Old Town Pasadena spans 21 blocks downtown. It boasts upscale retail shops and a wide variety of restaurants, nightclubs, outdoor cafés, pubs, and comedy clubs. “One Colorado” features renovated historic architecture that attracted the new retail stores and restaurants. This development filled vacant buildings and was the impetus of the revitalization of Old Town on Colorado Boulevard. Paseo Colorado is an upscale shopping mall designed to be a modern urban village. An open-air mall that covers three city blocks, Paseo Colorado is anchored on the west end by upscale grocery store Gelson’s (recently closed), on the east end by Macy’s (also closed) and Arclight Cinemas centers the middle portion of the mall.

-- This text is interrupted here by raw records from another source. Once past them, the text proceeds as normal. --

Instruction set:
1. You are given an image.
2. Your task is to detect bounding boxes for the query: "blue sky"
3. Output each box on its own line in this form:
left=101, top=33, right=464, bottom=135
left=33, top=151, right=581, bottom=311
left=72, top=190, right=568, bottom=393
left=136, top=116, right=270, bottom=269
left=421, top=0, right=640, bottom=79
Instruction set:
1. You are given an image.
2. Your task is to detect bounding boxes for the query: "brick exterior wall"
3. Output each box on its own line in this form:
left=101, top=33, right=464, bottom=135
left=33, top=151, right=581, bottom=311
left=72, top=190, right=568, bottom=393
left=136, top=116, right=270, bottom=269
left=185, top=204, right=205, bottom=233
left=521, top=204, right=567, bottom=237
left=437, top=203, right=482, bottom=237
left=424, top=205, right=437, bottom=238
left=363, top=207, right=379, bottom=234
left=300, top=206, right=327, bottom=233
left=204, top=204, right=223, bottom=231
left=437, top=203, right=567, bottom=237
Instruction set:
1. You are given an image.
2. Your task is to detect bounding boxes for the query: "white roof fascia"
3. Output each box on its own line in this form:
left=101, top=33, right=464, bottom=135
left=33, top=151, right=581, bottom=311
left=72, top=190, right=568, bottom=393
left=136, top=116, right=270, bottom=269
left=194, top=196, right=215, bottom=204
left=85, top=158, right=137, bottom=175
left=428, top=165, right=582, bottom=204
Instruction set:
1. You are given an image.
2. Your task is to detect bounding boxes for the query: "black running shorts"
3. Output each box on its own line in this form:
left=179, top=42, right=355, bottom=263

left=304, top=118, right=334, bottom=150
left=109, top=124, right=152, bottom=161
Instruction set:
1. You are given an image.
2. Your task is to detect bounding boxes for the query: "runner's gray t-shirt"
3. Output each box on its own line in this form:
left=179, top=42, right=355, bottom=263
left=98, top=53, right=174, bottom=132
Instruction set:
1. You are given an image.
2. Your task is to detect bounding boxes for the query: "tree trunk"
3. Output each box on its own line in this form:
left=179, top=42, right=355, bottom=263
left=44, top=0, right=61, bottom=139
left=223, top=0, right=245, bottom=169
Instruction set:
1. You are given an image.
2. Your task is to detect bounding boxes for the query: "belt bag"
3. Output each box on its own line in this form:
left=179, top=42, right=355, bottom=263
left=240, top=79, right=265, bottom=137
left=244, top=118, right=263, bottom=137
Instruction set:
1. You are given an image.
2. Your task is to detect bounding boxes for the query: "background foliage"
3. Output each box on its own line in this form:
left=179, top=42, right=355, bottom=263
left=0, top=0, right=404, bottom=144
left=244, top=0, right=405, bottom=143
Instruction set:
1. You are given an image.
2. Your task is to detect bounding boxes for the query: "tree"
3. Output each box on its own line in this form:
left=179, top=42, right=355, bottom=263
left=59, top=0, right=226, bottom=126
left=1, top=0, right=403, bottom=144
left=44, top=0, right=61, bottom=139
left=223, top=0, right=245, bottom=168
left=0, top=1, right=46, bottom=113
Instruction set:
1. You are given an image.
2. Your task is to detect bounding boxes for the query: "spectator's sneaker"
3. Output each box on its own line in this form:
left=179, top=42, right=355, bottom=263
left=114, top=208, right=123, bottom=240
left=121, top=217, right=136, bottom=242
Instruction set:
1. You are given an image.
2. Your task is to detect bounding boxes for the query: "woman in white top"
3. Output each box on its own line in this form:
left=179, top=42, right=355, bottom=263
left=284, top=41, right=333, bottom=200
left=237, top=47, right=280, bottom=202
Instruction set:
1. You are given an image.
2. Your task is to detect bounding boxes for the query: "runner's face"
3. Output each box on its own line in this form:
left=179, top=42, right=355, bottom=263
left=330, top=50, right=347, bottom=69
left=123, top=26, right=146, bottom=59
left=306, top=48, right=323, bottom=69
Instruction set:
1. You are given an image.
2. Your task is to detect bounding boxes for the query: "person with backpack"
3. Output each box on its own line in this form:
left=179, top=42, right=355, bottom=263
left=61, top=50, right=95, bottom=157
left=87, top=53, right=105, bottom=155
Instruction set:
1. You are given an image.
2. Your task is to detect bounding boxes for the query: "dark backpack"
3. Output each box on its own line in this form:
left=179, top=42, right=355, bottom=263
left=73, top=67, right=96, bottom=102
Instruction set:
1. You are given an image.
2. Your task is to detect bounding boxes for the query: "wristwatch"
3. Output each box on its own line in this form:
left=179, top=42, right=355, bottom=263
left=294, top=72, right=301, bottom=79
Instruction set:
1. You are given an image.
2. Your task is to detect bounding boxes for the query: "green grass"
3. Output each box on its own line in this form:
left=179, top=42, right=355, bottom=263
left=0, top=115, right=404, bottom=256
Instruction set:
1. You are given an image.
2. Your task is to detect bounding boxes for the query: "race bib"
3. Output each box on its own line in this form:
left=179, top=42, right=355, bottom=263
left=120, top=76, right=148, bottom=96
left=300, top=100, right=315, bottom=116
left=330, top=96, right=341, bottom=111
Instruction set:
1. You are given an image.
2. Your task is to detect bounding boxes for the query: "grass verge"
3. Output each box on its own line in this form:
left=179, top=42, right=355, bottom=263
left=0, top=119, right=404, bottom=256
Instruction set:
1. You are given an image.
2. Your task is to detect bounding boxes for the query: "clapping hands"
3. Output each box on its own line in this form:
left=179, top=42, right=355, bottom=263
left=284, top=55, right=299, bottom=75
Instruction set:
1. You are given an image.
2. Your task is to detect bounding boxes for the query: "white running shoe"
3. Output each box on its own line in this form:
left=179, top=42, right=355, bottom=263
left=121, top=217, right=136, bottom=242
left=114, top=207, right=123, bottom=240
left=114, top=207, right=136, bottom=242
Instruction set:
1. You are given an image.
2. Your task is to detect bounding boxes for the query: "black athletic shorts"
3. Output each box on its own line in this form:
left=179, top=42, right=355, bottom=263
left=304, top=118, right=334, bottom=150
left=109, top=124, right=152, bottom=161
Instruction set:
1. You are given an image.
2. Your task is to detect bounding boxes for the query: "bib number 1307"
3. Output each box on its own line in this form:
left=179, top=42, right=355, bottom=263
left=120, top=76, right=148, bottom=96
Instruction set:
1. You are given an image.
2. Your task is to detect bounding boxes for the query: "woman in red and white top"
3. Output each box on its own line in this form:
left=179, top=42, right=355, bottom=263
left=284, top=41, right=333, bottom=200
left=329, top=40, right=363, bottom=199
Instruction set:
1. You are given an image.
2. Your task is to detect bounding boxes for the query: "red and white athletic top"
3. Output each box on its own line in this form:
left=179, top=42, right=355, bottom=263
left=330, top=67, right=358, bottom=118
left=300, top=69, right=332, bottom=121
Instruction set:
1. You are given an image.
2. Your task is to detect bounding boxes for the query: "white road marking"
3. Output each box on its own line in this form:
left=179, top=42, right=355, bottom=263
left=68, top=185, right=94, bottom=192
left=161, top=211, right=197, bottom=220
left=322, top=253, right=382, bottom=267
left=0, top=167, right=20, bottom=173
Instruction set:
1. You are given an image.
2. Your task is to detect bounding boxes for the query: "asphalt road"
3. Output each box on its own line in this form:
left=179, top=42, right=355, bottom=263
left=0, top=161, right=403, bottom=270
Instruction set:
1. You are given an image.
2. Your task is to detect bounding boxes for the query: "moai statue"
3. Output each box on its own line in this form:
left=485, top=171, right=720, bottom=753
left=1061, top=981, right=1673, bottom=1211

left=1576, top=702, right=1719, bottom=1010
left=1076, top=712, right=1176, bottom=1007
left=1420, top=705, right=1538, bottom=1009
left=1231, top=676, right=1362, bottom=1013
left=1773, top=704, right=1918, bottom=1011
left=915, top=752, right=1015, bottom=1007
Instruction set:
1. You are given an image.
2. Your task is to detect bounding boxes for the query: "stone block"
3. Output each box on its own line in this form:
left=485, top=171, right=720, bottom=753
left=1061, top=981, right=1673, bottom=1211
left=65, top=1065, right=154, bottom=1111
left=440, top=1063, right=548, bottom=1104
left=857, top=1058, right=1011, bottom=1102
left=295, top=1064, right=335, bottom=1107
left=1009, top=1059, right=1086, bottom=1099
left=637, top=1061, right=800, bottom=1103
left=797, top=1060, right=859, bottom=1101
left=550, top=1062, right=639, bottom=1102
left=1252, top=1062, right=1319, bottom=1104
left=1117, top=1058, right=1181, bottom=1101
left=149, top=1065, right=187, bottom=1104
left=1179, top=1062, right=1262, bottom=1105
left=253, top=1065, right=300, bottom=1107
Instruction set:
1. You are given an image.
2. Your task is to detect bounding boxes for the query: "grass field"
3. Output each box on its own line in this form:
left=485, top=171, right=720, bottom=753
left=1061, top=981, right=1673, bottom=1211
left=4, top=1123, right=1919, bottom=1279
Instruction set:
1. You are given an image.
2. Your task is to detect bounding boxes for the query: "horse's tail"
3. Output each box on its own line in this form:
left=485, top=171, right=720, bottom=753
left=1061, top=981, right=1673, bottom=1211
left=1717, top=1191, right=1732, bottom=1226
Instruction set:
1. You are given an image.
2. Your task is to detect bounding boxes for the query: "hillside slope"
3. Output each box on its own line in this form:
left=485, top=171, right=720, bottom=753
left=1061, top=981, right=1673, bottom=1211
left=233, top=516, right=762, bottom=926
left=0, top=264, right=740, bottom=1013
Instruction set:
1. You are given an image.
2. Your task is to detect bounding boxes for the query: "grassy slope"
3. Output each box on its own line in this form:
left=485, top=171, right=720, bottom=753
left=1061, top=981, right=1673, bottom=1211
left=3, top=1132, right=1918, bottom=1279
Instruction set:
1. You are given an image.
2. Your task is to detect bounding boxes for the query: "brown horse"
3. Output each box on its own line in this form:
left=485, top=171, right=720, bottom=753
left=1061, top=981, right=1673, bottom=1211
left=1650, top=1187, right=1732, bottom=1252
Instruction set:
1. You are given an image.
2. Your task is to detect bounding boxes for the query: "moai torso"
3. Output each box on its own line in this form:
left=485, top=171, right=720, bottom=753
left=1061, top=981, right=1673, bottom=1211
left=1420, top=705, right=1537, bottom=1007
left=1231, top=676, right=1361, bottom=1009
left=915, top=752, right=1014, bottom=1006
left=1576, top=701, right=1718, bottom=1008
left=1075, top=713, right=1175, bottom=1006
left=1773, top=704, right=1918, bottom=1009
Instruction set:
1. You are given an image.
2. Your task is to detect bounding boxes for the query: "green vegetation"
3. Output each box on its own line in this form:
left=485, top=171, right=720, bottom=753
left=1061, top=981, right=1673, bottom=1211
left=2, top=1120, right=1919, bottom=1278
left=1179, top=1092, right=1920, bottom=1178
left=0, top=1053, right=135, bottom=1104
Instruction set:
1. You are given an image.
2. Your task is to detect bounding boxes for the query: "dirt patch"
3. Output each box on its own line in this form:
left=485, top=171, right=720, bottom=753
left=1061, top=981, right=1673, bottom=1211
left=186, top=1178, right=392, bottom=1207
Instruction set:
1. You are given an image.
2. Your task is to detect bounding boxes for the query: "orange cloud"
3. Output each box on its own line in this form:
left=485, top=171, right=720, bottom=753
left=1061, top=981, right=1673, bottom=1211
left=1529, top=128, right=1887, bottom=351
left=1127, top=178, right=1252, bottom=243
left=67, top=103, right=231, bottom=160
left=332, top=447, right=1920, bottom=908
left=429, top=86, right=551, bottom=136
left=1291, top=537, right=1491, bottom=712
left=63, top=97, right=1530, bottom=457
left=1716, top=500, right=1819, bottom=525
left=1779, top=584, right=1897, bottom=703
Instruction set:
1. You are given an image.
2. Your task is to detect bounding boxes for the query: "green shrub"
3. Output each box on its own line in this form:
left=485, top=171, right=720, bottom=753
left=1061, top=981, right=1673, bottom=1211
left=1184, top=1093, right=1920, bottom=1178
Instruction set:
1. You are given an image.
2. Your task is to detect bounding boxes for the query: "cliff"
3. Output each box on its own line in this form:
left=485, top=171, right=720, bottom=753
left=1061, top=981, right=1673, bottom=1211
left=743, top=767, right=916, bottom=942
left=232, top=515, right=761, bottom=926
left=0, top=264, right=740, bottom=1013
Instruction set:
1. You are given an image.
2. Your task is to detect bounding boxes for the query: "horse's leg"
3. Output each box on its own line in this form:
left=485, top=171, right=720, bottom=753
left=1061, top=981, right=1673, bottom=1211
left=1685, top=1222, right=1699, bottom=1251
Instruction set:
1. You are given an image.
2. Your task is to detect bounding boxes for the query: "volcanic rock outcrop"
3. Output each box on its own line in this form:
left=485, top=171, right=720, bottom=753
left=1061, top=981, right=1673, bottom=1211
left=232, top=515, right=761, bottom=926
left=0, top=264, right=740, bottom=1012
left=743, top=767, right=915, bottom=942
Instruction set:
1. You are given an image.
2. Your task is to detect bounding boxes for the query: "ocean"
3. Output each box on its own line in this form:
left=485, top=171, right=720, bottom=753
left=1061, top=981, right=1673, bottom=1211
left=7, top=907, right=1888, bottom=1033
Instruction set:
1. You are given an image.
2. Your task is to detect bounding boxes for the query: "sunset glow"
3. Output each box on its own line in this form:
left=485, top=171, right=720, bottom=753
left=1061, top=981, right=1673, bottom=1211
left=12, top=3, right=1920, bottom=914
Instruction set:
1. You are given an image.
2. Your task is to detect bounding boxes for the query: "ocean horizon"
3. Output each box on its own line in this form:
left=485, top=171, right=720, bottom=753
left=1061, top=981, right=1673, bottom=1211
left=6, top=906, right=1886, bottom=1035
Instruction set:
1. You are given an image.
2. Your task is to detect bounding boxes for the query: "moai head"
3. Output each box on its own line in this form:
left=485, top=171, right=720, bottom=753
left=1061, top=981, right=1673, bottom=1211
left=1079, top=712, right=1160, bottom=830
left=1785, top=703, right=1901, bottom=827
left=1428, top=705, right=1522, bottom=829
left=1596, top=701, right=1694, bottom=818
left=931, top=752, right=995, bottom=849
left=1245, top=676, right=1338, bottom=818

Another shopping district is located in the South Lake Avenue neighborhood. On Lake Avenue, an old Macy’S department store and furniture gallery is in a registered California historical landmark. The building was originally designed and built as the fourth Bullock’s department store in the mid-1950s (the last freestanding store they constructed). The Rose Bowl Flea Market is a large swap meet that involves thousands of dealers and tens of thousands of visitors in and around the grounds of the Rose Bowl. The merchandise on display ranges from old world antiques to California pottery to vintage clothing. The flea market has been held every second Sunday of the month, rain or shine, since 1967.